[ILUG] Problems with Three Mobile-Broadband Router

Michael Watterson watty at eircom.net
Tue Jul 21 15:41:31 IST 2009


Niall O Broin wrote:
> On 21 Jul 2009, at 15:04, Michael Watterson wrote:
>
>> No-one gets charged for "packets" but you get charged for "traffic".
>
> This is as wrong as a very wrong thing. It reminds me of the U.K. 
> tech. journalist who advised people to watch BBC programmes on iPlayer 
> streaming rather than downloading them, as that way you wouldn't use 
> up your download allowance  :-(
>
That's not what I'm suggesting.
> If you're using a network provider which charges you for incoming 
> bits, you're getting charged for those bits whether you're interested 
> in them or not, 
Yes.
> whether you think of them as "packets" or "traffic"
However if you look at the graphs I uploaded, all "packets" (or whatever 
it is the router is measuring) do not result in the same traffic. My ISP 
estimation (used in calculation of charges / upload/download Traffic).  
Compare daytime and night time.
Only about 2/3rds of the "packets" (or perhaps connection attempts?) 

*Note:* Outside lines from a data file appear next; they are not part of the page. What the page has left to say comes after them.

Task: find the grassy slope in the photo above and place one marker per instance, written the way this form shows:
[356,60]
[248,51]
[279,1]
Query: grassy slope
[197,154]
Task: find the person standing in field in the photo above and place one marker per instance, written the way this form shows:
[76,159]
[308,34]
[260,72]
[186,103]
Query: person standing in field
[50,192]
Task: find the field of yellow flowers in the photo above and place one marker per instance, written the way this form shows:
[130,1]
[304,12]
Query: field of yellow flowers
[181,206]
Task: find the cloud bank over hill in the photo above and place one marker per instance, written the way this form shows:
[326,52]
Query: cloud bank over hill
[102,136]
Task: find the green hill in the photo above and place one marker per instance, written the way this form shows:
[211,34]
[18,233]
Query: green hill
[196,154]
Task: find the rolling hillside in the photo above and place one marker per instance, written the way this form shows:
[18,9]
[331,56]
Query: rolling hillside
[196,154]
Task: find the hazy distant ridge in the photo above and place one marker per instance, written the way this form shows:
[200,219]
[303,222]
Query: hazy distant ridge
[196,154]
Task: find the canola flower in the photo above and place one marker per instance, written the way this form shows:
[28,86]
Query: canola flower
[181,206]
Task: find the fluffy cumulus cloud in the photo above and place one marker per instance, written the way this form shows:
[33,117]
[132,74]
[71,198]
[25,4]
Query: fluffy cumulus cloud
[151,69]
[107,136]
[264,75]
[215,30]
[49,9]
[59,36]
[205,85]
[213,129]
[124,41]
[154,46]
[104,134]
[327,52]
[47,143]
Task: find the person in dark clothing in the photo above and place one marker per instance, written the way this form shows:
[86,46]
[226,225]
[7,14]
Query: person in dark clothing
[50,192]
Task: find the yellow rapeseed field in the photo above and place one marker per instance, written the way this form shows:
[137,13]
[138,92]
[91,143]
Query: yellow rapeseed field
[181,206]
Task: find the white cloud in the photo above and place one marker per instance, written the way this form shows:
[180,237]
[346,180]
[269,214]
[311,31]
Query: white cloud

result in any traffic that the ISP measures, not just my desired traffic.
> - hence you can be badly screwed if you get some bastard doing 
> something as simple as pinging your IP for a long time, or from many 
> hosts.
That's traffic. The amount depends on number and payload of pings. Which 
can be ignored. Then the traffic is almost non-existent. Routers 
typically do this with pings nowadays which why a Traceroute will 
nowadays give meaningless high figures for most intermediate routers 
even though the over all ping is lower. Many mail servers are invisible 
if you ping (i.e. almost no traffic)
>
> This is exactly what O2's distinction between 'internet' and 
> 'open.internet' protects you from - you receive no 
> bits/packets/traffic using the 'internet' APRN which is not part of a 
> connection YOU have already set up hence malicious pings or whatever 
> never get sent to you, so you don't pay for them. If you use the 
> 'open.internet' APRN OTOH you are susceptible to DDOW (distributed 
> denial of wallet) and the suggestion is that this might be happening 
> to the OP on his 3G connection.
Possibly true. However a well configured firewall is a good plan. My 
traffic *AS MEASURED BY ISP* has dropped by 20% since changing to a 
better firewall configuration, i.e. not just my desired traffic. In the 
previous case the LAN was not seeing the Traffic, only the Router & ISP 
was seeing it.
>
>
> Niall
>
A connection has to be accepted for there to be traffic.